Gesù resta mite sempre, lontano da ogni tentazione di violenza. La sua non è resa, ma sottomissione compiuta liberamente. Fino all’ultimo, anche torturato e flagellato e infine crocifisso, Gesù vede i suoi aguzzini come gente che non sa quel che dice e quel che fa, e certo non è lui a concedere il perdono, ma chiede a Dio suo Padre di perdonarli. Quella di Gesù era una morte annunciata perché come profeta sapeva che il rifiuto fino all’eliminazione era ciò che lo attendeva tra i suoi, da parte dei suoi. Era il venerdì 7 aprile del 30, alle 3 del pomeriggio!

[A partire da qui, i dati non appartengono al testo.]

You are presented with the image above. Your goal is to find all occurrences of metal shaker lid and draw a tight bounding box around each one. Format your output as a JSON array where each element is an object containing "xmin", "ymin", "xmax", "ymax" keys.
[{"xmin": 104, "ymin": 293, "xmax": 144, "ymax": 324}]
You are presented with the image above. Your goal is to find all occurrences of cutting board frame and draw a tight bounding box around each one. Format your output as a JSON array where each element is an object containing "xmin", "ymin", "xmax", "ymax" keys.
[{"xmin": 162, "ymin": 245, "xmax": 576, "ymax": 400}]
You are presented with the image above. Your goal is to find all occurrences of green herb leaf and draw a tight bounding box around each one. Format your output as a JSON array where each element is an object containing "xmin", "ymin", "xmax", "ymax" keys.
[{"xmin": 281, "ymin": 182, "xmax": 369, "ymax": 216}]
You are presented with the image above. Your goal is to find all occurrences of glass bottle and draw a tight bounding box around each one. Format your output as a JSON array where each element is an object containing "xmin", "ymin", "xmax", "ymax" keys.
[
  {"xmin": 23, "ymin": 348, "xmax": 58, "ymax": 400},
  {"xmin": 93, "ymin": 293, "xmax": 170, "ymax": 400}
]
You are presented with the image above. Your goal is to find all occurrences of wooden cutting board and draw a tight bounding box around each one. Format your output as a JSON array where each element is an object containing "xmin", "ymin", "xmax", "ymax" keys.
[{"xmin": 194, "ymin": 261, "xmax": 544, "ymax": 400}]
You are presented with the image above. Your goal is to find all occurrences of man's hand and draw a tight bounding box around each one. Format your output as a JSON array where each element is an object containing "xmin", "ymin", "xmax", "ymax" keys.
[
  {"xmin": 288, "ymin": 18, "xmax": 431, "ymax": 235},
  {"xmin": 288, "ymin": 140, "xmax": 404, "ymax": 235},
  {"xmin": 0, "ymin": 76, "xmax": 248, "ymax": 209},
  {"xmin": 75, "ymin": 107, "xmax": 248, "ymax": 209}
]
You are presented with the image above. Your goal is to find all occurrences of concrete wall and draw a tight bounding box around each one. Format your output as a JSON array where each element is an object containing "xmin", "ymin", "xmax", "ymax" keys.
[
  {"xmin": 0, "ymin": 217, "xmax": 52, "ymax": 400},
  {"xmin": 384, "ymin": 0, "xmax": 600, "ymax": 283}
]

Ma questa morte, ultimo esito di un cammino di mitezza e non violenza, di servizio e cura dei più deboli e poveri che incontrava, ultima tappa che lo vedeva annoverato tra i peccatori, “maledetto da Dio e dagli uomini”, e per questo appeso alla croce, era una morte che non poteva essere l’ultima parola su di lui. E dopo un giorno di aporia, un sabato santo di silenzio muto, vuoto, in cui non sono previste liturgie, ecco che Dio risolleva dai morti Gesù, vivente, in mezzo ai suoi. È il Kýrios, il Signore vivente, risorto! E qui esplode la festa.